Alexander stroked the polished box of the kithara with its inlaid scrollwork and ivory keys. The twelve strings sighed softly. He slipped off the sling which let it be played standing (sitting muted its tone) and sat down by it on the table, plucking a string here and there to test the pitch.

“You are right,” said Epikrates. “Why should one die? One should be able to do without.”

“Yes, having to sleep reminds one.”

“Well, come! At twelve years, you are still pretty rich in time. I should like to see you entered for a contest; it would give you an aim to work for. I was thinking of the Pythian Games. In two years, you might be ready.”

“What’s the age limit for the youths?”

“Eighteen. Would your father consent?”

“Not if music was all I entered for. Nor would I, Epikrates. Why do you want me to do it?”

“It would give you discipline.”

“I thought as much. But then I shouldn’t enjoy it.”

Epikrates gave his accustomed sigh.

“Don’t be angry. I get discipline from Leonidas.”

“I know, I know. At your age, my touch was not so good. You started younger, and I may say without hubris that you have been better taught. But you will never make a musician, Alexander, if you neglect the philosophy of the art.”

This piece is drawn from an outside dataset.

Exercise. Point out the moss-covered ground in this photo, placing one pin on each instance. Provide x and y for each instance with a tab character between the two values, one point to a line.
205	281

“One needs mathematics in the soul. I shall never have it, you know that. In any case, I could never be a musician. I have to be other things.”

“Why not enter the Games,” said Epikrates temptingly, “and take in the music contest too?”

“No. When I went to watch, I thought nothing would be so wonderful. But we stayed on after, and I met the athletes; and I saw how it really is. I can beat the boys here, because we’re all training to be men. But these boys are just boy athletes. Often they’re finished before they’re men; and if not, even for the men, the Games is all their life. Like being a woman is for women.”

Epikrates nodded. “It came about almost within my lifetime. People who have earned no pride in themselves are content to be proud of their cities through other men. The end will be that the city has nothing left for pride, except the dead, who were proud less easily…Well, with music every man’s good is ours. Come, let me hear it again; this time, with a little more of what the composer wrote.”

Alexander slung and strapped on the big instrument sideways to his breast, the bass strings nearest; he tested them softly with his left-hand fingers, the trebles with the plectrum in his other hand. His head inclined a little, his eyes rather than his ears seemed to be listening. Epikrates watched him with exasperation mingled with love, asking himself as usual whether, if he had refused to understand the boy, he could have taught him better. No; more likely he would simply have given it up. Before he was ten, he had already known enough to strum a lyre at supper like a gentleman. No one would have insisted on his learning more.

He struck three sonorous chords, played a long rippling cadenza, and began to sing.

At an age when the voices of Macedonian boys were starting to roughen, he kept a pure alto which had simply gained more power. As it went soaring up with the high grace notes flicked by the plectrum, Epikrates wondered that this never seemed to trouble him. Nor did he hesitate to look bored when other lads were exchanging the obsessive smut of their years. A boy never seen afraid can dictate his terms.